Jenkins Plugin Manager #

So I reached out for help on the Jenkins Community. One of the key contributors to Jenkins, Mark Waite, was tremendously helpful. He suggested using his jenkins-plugin-manager tool. After trying it out for a bit, I realized that this tool had everything I needed for version controlling the plugin versions:

  • Ability to save a list of installed Jenkins plugins and their versions to a file.
  • Ability to batch install all the plugins of the versions listed in a file.
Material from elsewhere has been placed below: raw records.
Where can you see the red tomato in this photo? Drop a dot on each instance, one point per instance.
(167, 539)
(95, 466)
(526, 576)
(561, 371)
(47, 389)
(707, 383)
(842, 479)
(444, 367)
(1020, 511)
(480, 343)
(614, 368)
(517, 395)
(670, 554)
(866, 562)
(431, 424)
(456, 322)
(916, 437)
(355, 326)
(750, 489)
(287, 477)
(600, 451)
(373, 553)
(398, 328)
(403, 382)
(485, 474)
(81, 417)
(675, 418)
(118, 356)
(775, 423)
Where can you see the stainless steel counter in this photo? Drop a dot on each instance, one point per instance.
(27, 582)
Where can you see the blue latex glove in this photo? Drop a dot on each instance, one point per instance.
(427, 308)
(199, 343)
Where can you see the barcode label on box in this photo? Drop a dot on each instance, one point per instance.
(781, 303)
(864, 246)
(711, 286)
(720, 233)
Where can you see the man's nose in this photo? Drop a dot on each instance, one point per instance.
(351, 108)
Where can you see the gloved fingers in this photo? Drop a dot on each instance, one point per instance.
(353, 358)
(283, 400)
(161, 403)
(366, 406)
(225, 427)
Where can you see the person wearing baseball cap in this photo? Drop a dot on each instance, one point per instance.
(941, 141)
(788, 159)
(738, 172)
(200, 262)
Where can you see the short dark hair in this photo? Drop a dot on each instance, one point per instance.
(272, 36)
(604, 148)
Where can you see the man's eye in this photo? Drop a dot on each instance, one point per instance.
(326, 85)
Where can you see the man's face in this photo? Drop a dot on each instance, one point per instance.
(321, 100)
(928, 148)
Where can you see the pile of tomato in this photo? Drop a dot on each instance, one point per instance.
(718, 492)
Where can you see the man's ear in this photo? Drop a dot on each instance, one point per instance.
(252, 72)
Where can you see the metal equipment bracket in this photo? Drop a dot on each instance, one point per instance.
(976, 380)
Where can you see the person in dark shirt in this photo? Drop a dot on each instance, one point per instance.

This was like doing Python’s plugin management using requirements.txt, except that this was for Jenkins.

Full solution #

With a combination of the .gitignore that I started with from that SO answer, managing plugins using jenkins-plugin-manager, tweaking the .gitignore to my liking, and adding helper Bash scripts for downloading and running Jenkins server binaries, and doing the plugin management, I finally got what I needed:

The README on the repo has all the instructions.


Versions used: java 11.0.2 , jenkins 2.346.2
This is Day 37 of #100DaysToOffload.